Comment by washingupliquid

10 hours ago

> Why do Linux Distros modify OpenSSH?

> The short answer is that they have to. OpenSSH is developed by the OpenBSD community, for the OpenBSD community, and they do not give a flying Fedora about Linux.

What complete horseshit. I stopped reading there.

The OpenSSH Portable branch is maintained by OpenBSD developers and SystemD is a completely optional add-on so why on earth would they make it a dependency? If they didn't care about the Linux community they wouldn't develop this software *for free* for them. They can go write their own GNU SSH then.

It certainly doesn't help that there are 165+ definitions of what constitutes a "complete GNU+Linux system" some of which use SystemD and some which vow never to.

It's not the OpenBSD developers' fault some Linux distros use overly complex plumbing and can't agree on one standard for their OS unlike every other OS out there, including Windows.

The xz backdoor was a Debian and Red Hat issue because they maintained patches to fix problems of their own creation.

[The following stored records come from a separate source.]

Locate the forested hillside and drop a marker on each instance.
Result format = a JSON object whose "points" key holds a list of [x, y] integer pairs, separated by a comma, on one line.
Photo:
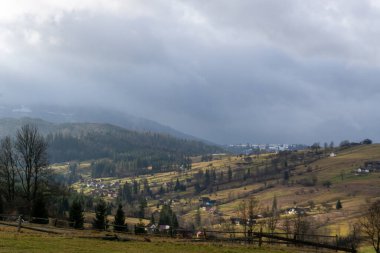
{"points": [[124, 151], [128, 150]]}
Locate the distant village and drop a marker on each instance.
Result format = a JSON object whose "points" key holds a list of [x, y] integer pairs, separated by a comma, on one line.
{"points": [[248, 148]]}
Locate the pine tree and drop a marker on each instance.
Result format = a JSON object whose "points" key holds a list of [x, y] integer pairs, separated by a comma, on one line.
{"points": [[143, 205], [274, 205], [120, 220], [76, 214], [229, 174], [338, 205], [198, 218], [1, 206], [168, 217], [100, 220], [177, 186], [39, 211]]}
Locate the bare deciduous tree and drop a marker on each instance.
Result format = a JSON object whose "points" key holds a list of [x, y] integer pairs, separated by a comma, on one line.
{"points": [[32, 164], [370, 225], [8, 168]]}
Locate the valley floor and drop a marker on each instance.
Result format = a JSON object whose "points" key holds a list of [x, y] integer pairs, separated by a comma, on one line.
{"points": [[33, 243]]}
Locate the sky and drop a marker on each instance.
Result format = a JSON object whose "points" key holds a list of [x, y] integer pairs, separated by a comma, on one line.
{"points": [[259, 71]]}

No one else was affected. Why should the OpenBSD people care? It's not their problem.

The OP agrees with you... if you continue reading, they wrote

> These patches never went into Portable OpenSSH, because the Portable OpenSSH folks were ["not interested in taking a dependency on libsystemd"](link). And they never went into upstream OpenSSH, because OpenBSD doesn't have any need to support SystemD.

The language may have been harsher than it needed to and therefore could be more easily misunderstood, but I believe you are actually in agreement with them

  • It makes it sound even worse, cherry picking language like "not interested" as if the OpenBSD folks should shoulder blame for not being altruistic enough.

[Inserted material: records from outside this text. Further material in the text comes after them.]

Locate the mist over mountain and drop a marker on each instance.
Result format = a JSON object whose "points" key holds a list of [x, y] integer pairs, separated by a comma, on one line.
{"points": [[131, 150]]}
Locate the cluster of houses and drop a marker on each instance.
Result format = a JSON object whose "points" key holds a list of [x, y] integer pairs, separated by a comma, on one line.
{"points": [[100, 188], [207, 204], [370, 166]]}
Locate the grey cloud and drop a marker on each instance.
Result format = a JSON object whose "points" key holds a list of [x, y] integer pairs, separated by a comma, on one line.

    It reeks of trashing your benefactor, who gave you well-written free software, which you then made insecure with your own patches.

    If you remove the roof of your car with a chainsaw and are inevitably injured later, is it the car manufacturer's fault they didn't offer that model as a convertible from the factory?

    The better question is why are people still trying to assign blame all these years later? The IT world dodged a bullet but has moved on (and likely didn't learn from their mistakes as supply chain attacks are steadily increasing).

    • Okay. You could see it that way. Or you could read what the author wrote about who is to blame:

      > No one person or team really made a mistake here, but with the benefit of hindsight it's clear the attackers perceived that the left hand of Debian/Fedora SSH did not know what the right hand of xz-utils was doing.

      with OpenBSD not even being mentioned here

    • I guess it's up to interpretation, but I read it the complete opposite way, as in Linux distributions should not think so highly of themselves as to expect OpenBSD to conform and adapt to their mess, and OpenBSD rightfully should not be expected to "give a flying Fedora about Linux".